Wyden Questions the Opportunity Zone of Crypto Miners Using Tax Breaks
(Bloomberg) — Crypto-mining companies are the latest target of Senate Finance Committee Chairman Ron Wyden’s investigation into whether opportunity sectors are fueling investment and job creation in low-income communities.
The Republican-led 2017 tax overhaul provides capital-gains tax breaks to investors who develop real estate or fund businesses in thousands of census tracts designated as opportunity zones — incentives that grow in financially troubled areas. To promote investment. Weyden, a Democrat from Oregon, sent letters on Monday to Radivider Blockchain Opportunity Zone Fund LLC, Argo Blockchain and HCVT LLP, asking companies to answer a series of questions on crypto-mining projects in the Opportunity Zone that either they Or what their clients are currently investing in.
In letters obtained by Bloomberg News, the senator said he is “concerned by recent reports that companies involved in cryptocurrency mining may be seeking to avoid taxes without meaningfully benefiting distressed communities by using the Opportunity Zone program.”

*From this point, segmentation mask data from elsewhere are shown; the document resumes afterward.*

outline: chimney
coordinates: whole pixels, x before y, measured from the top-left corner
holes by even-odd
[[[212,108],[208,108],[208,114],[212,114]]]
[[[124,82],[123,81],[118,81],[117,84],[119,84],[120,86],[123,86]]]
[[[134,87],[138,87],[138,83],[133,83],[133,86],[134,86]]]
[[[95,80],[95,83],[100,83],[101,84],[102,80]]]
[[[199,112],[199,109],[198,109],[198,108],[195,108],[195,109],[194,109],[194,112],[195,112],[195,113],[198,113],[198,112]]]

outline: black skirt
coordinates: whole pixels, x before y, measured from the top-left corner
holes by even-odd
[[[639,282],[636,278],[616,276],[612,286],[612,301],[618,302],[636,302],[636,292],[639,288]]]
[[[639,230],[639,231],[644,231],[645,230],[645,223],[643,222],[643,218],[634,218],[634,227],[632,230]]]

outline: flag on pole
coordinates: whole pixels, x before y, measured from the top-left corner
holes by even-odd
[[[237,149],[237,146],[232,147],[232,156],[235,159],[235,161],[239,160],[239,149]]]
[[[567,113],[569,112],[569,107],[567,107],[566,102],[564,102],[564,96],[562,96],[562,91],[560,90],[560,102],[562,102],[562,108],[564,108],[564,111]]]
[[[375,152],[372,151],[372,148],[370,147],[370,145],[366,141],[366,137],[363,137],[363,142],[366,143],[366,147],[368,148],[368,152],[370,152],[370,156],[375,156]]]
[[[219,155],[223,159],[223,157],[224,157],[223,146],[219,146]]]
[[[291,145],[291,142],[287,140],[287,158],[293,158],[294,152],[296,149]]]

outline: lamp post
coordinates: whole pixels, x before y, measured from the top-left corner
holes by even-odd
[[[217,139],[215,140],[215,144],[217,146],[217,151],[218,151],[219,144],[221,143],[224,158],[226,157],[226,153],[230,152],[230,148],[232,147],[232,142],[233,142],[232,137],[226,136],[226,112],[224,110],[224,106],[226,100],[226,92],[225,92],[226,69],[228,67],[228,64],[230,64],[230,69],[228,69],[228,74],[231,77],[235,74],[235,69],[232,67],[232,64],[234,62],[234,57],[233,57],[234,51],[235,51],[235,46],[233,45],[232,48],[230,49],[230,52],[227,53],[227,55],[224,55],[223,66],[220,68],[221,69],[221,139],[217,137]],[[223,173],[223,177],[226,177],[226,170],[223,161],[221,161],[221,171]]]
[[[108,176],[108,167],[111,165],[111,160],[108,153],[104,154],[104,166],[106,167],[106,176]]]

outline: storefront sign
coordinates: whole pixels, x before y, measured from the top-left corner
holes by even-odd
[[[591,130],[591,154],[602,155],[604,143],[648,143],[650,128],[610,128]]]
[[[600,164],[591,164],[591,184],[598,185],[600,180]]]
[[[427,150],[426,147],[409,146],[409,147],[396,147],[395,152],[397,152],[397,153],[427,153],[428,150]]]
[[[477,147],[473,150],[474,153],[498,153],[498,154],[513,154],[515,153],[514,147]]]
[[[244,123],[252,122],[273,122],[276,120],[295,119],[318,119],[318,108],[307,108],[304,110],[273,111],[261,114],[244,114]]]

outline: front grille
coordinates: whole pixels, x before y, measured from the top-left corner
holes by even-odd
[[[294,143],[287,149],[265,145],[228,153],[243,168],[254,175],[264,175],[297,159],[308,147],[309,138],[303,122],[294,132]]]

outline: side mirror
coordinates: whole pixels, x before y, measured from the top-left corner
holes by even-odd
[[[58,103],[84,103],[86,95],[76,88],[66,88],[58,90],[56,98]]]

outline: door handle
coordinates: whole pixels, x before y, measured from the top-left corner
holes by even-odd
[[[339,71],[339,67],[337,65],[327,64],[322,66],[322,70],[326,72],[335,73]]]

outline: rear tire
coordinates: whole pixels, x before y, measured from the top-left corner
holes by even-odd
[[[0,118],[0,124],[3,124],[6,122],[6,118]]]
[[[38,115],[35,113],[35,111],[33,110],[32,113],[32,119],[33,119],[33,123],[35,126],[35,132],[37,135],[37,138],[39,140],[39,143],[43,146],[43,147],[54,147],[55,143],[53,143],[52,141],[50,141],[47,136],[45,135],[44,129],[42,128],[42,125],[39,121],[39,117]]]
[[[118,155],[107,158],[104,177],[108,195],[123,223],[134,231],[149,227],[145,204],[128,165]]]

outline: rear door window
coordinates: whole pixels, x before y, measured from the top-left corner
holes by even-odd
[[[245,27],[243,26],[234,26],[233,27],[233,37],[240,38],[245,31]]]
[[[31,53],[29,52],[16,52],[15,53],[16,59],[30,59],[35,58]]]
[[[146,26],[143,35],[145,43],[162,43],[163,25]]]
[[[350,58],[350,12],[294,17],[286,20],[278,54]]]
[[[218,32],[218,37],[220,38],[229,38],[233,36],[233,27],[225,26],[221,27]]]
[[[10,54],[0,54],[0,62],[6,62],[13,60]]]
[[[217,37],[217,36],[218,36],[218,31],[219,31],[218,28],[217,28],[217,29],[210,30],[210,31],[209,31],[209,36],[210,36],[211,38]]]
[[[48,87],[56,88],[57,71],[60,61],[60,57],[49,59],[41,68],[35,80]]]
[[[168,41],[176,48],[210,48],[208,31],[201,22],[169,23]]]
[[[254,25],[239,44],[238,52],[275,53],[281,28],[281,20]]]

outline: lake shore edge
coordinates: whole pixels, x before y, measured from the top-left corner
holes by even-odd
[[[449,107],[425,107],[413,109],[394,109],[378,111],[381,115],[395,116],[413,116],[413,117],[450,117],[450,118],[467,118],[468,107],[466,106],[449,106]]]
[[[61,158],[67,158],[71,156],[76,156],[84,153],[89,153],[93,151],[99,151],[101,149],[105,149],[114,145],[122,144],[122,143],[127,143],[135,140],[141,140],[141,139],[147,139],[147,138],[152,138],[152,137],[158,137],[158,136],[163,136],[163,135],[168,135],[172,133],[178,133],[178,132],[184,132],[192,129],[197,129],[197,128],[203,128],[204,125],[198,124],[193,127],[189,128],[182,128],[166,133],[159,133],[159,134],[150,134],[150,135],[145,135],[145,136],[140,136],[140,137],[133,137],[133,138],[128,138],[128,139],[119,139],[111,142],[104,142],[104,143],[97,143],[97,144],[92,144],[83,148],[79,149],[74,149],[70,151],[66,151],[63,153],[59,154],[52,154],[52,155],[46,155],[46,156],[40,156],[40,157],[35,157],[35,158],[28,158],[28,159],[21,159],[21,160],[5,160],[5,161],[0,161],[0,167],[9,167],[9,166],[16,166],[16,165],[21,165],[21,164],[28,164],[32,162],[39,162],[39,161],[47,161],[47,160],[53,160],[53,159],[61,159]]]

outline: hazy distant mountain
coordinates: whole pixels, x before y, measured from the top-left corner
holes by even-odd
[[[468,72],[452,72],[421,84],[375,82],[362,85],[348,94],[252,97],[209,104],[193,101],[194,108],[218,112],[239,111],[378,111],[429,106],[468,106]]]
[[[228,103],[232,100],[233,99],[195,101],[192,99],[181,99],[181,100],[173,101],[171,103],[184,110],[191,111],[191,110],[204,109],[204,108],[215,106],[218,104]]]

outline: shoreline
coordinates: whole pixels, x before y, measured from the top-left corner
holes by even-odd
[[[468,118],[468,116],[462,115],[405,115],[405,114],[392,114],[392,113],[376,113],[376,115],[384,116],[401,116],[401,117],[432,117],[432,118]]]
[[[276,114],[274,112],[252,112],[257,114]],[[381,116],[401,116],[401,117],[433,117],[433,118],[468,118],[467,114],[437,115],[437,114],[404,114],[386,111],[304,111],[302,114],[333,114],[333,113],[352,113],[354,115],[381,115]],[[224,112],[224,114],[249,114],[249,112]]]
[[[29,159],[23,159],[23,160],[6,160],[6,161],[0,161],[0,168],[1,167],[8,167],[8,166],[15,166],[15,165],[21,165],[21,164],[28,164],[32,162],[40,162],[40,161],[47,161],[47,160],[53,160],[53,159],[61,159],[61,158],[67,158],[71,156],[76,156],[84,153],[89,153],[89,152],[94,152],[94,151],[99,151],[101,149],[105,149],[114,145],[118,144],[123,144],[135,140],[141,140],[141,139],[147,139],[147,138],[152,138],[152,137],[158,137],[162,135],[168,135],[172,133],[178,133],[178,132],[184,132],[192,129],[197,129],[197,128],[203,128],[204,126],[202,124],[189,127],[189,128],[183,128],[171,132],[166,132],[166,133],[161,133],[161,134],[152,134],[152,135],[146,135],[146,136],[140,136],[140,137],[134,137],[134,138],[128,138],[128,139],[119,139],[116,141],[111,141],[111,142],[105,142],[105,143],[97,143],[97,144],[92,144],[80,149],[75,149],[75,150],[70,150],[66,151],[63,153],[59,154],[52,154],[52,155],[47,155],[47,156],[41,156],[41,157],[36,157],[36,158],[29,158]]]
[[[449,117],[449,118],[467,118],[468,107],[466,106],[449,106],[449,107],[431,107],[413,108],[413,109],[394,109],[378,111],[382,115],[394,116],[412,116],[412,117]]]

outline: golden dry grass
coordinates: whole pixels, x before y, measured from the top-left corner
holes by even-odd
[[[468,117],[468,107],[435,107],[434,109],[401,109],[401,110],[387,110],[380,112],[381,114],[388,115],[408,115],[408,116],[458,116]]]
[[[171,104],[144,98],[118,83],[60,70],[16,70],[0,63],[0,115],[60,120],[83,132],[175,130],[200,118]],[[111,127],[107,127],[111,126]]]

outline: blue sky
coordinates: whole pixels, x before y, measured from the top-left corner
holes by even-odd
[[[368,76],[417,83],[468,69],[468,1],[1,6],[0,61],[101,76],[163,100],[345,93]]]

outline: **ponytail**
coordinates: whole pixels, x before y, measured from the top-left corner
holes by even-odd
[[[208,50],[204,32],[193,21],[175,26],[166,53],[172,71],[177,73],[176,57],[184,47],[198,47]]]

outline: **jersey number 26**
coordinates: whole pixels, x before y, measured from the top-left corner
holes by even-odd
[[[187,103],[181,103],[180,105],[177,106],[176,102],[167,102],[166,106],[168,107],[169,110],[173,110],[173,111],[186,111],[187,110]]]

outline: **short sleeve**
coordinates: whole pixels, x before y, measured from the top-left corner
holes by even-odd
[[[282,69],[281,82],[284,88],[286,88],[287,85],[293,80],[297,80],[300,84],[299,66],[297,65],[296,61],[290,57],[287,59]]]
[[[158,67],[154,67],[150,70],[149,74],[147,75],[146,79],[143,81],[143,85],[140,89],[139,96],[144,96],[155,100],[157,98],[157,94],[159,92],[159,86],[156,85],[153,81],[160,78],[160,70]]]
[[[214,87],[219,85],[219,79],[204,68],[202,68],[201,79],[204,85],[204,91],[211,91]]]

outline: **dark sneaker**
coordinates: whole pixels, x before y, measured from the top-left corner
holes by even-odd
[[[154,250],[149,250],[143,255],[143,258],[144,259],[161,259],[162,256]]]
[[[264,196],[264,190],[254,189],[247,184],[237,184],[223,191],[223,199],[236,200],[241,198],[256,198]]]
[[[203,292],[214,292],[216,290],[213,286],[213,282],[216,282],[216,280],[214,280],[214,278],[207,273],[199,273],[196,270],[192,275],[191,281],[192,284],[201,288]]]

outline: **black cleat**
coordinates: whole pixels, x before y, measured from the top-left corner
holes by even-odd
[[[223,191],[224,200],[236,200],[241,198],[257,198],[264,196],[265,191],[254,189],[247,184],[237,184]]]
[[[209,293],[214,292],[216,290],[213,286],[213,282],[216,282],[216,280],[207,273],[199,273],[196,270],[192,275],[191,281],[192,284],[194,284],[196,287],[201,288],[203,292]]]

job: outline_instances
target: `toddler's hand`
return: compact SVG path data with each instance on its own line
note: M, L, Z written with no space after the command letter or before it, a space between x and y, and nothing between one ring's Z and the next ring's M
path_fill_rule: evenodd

More than 6,000 funds invested nearly $29 billion in opportunity areas as of 2019, according to Internal Revenue Service data cited in a November report from the U.S. Government Accountability Office. Wyden first introduced legislation to tighten the rules around opportunity areas and require more reporting to increase transparency.
The current lack of safeguards and transparency measures in the Opportunity Zone program “raises the possibility that taxpayers are subsidizing only companies involved in cryptocurrency mining,” he said.
The investigation follows a similar investigation into luxury real estate developments in the Opportunity Zone, in which Widen targeted Anthony Scaramucci’s hedge fund Skybridge Capital, accounting firm Baker Tilly and others.